Try a different way: find the expression of the cartesian unitary vectors in cylindrical unitary vectors. We have to invert this:

$$\left\{ \begin{matrix} \hat\rho=\cos\phi\hat i+\sin\phi\hat j\\ \hat\phi=-\sin\phi\hat i+\cos\phi\hat j\\ \hat k=\hat k\\ \end{matrix} \right.$$

From this:

$$ \begin{matrix} \sin\phi\hat\rho=\sin\phi\cos\phi\hat i+\sin^2\phi\hat j & \cos\phi\hat\rho=\cos^2\phi\hat i+\cos\phi\sin\phi\hat j\\ \cos\phi\hat\phi=-\cos\phi\sin\phi\hat i+\cos^2\phi\hat j & -\sin\phi\hat\phi=\sin^2\phi\hat i-\sin\phi\cos\phi\hat j\\ \end{matrix} $$

we end with

$$\left\{ \begin{matrix} \hat i=\cos\phi\hat\rho-\sin\phi\hat\phi\\ \hat j=\sin\phi\hat\rho+\cos\phi\hat\phi\\ \hat k=\hat k\\ \end{matrix} \right.$$

Now simply substitute:

$\mathbf A(x,y,z) = z\ \hat i - 2x\ \hat j + y\ \hat k=$

$=z(\cos\phi\hat\rho-\sin\phi\hat\phi)-2\rho\cos\phi(\sin\phi\hat\rho+\cos\phi\hat\phi)+\rho\sin\phi\hat k$

Rearrange and we are done.

$$\mathbf A(\rho,\phi,z) =(z\cos\phi-2\rho\sin(2\phi))\hat\rho-(z\sin\phi+2\rho\cos^2\phi)\hat\phi+\rho\sin\phi\hat k$$

Answer 2

There's some shortcuts.

$$\vec{A}=\sum_{i=1}^3f_i(x,y,z)\vec{e_i}$$

Where $\vec{e_i}$ cycles through the unit vectors, $\vec{e_1}=\hat{i}=\hat{x}$, $\vec{e_2}=\hat{j}=\hat{y}$,$\vec{e_3}=\hat{k}=\hat{z}$

And $f_1(x,y,z)=z; f_2(x,y,z)=-2x; f_3(x,y,z)=y$

$\vec{A}$ remains the same vector regardless of which coordinates are used. The components and the unit vectors change.
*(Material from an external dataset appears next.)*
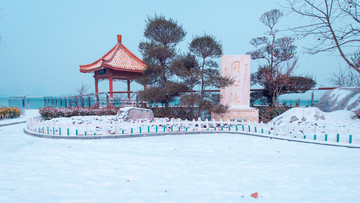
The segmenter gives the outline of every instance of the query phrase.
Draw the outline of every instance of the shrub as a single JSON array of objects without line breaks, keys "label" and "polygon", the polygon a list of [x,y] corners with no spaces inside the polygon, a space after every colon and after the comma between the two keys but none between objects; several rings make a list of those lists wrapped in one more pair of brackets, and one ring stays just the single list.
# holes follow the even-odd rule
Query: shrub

So $$\vec{A}=\sum_{i=1}^3f_i(x,y,z)\vec{e_i}=\vec{A}=\sum_{i=1}^3g_i(r,\theta,z)\vec{\mu_i}$$

Take the dot product of $\vec{A}$ with $\vec{\mu_j}$ and all $\vec{\mu_j}$ are orthogonal.

$$g_j=\sum_{i=1}^3f_i(x,y,z)(\vec{e_i}\cdot\vec{\mu_j})$$

$$g_r=z\cos{\theta}+(-2r\cos{\theta})(\sin{\theta})+(r\sin{\theta})(0)$$

The dot product can be simplified.

Consider the infinitesimal displacement where a repeated index implies summation over that index from 1 to 3:

$$d\vec{r}=dx_i\vec{e_i}=dx_\mu\vec{e_\mu}$$

By the chain rule, $dx_i=\frac{\partial x_i}{\partial x_\mu}dx_\mu$

So

$$dx_i\vec{e_i}=\frac{\partial x_i}{\partial x_\mu}dx_\mu\vec{e_i}=dx_\mu\vec{e_\mu}$$

$$dx_\mu(\frac{\partial x_i}{\partial x_\mu}\vec{e_i}-\vec{e_\mu})=0$$

This is to hold regardless of the displacement, so the term in parentheses is zero.

So: $\frac{\partial x_i}{\partial x_\mu}\vec{e_i}=\vec{e_\mu}$

Take the dot product with $\vec{e_j}$

$$\frac{\partial x_i}{\partial x_\mu}(\vec{e_i}\cdot \vec{e_j})=(\vec{e_j}\cdot \vec{e_\mu})=\frac{\partial x_j}{\partial x_\mu}$$

So the dot products between the basis vectors are partial derviatives with respect to the coordinates.